L’ensemble des documents, taxes et impôts à payer, exigés par le Gouvernement de la RDC, pour chaque véhicule à l’exportation, dépasse une vingtaine de papiers.

4.      CONCLUSION
En conclusion, afin de réduire la masse de pauvreté à travers la République, les chercheurs du Projet d’Application des droits économiques, sociaux et culturels recommandent :
·         Au Gouvernement d’agir avec plus de responsabilité et de sensibilité envers sa population.

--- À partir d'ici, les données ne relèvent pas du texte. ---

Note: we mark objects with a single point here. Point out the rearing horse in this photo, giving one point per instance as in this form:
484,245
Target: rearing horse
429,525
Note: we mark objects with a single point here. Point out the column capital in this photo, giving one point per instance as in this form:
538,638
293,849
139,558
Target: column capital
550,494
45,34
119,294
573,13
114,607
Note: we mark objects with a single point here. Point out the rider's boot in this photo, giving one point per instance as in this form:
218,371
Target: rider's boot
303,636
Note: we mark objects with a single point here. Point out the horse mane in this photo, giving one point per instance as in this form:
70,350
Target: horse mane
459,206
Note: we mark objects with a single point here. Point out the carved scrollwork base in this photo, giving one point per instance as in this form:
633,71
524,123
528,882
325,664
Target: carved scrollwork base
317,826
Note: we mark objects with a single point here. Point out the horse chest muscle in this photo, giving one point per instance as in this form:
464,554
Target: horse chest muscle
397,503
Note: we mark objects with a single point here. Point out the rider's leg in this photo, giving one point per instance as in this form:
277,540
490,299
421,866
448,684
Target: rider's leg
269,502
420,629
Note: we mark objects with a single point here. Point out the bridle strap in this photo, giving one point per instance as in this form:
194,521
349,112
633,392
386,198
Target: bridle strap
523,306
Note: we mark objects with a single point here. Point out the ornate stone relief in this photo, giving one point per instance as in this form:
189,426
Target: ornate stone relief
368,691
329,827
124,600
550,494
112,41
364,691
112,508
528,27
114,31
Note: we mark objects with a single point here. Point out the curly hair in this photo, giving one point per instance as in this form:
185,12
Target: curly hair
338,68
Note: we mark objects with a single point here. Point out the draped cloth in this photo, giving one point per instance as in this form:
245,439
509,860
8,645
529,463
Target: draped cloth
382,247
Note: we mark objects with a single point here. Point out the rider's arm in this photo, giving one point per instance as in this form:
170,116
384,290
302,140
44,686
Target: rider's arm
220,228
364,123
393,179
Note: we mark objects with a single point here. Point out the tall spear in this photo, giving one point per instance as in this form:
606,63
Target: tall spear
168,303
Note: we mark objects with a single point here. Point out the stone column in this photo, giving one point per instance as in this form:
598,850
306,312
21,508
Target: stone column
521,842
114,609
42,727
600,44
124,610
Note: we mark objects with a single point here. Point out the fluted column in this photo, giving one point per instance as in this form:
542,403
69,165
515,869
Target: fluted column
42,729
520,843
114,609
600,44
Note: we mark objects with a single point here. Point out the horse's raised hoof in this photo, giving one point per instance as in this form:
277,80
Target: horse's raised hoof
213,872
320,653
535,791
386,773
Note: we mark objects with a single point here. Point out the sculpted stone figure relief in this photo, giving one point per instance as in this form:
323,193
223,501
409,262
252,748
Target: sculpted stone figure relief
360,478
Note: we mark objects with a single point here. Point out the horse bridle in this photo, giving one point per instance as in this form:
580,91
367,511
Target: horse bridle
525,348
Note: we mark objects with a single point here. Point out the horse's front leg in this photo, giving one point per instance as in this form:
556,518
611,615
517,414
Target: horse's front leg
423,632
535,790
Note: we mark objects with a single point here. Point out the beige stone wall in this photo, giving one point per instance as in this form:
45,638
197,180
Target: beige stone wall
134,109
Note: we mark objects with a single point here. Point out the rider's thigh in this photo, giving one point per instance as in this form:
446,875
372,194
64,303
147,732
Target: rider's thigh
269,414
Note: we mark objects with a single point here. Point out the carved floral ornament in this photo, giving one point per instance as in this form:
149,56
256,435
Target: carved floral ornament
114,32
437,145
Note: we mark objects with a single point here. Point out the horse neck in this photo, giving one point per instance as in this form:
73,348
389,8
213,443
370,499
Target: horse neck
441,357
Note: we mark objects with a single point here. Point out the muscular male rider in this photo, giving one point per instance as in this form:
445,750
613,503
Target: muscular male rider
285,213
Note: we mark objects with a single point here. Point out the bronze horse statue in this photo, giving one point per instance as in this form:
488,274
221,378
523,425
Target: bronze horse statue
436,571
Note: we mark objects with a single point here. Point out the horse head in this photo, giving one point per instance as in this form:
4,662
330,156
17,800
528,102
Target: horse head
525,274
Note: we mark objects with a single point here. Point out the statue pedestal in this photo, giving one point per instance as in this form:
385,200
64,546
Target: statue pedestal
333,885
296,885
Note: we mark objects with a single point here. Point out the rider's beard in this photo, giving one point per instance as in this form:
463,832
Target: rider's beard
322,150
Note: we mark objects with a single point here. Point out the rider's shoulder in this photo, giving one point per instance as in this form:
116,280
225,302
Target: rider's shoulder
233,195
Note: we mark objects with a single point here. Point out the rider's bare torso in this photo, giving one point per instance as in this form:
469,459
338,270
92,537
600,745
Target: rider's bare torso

      –     Considérer le taux de change réel dans la rémunération des fonctionnaires ;
–          Exiger de la Gécamines le payement de la créance des travailleurs de la SOGETEL ;
–          Remettre les bois aux petites et moyennes entreprises en ordre avec le fisc.
–          Si l’Etat congolais ne veut plus d’exportation de bois, le Gouvernement doit rembourser tous les frais perçus sur du bois entreposé à la frontière ;

·         A l’Union Africaine (UA), l’Union Européenne (UE), la Banque Mondiale et le Fonds Monétaire International qui ont des programmes de lutte contre la pauvreté dans le monde, d’exiger du Gouvernement congolais à mettre un terme à sa politique de paupérisation de sa population.